His arm tightened around me.
"I need you to know something."
My stomach clenched, but I kept my voice light. "That you're running a coffee cup pyramid scheme?"
"This is real." He turned his head, and his nose brushed my temple. "You and me. I need you to know—I need you to know this is real."
"Okay."
"There are complications. With the documentary. The network wants—" He stopped. "I'm working on something. An alternative. But I might have to make choices, and I need you to trust—"
"Trust what?"
Silence.
"Adrian. What does the network want? What choices?"
I watched as his jaw clenched and he began to build the wall back up, brick by brick.
"I can't explain yet. Not until I know if my plan will work."
"A plan for what?"
"For fixing this."
"Fixing what?"
He looked at me. "Trust me.
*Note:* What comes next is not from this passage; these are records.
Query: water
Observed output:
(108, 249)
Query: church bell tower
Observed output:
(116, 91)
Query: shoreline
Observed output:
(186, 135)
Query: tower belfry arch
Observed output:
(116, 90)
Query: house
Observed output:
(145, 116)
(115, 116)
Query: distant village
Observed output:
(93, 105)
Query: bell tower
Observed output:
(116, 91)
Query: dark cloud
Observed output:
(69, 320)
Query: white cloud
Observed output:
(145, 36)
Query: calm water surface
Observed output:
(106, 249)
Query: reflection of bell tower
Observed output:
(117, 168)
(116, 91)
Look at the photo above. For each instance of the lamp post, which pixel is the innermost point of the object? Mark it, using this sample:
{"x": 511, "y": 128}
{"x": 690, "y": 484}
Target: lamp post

Please. Just a little longer."
Every synapse in my brain fired warnings:this is bad, this is the pattern, this is what people do right before they leave.
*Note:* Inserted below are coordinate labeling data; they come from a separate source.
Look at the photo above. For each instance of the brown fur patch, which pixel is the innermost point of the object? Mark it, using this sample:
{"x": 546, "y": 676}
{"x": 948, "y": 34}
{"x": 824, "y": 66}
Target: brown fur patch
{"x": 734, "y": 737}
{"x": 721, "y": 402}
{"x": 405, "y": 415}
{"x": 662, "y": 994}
"Okay," I said. "But Adrian—"
"I know."
"I mean it."
"I know." He pulled me closer and pressed his lips to my forehead. "Soon. I promise."
The goodbye at the door lasted too long.
Adrian kissed me slowly, one hand cupping the back of my neck, while the other pressed flat against my chest. "Good luck tonight," he said.
"Come find me after."
"I'll be there."
I made myself walk away. The carpet had left red marks on my knees. I could still taste him in my mouth.
***
The puck dropped, and my brain went quiet.
First shift, I won a board battle against a defenseman who had forty pounds on me. Didn't out-muscle him—out-thought him. Read where he wanted to go, got there first, and stripped the puck before he decided to protect it.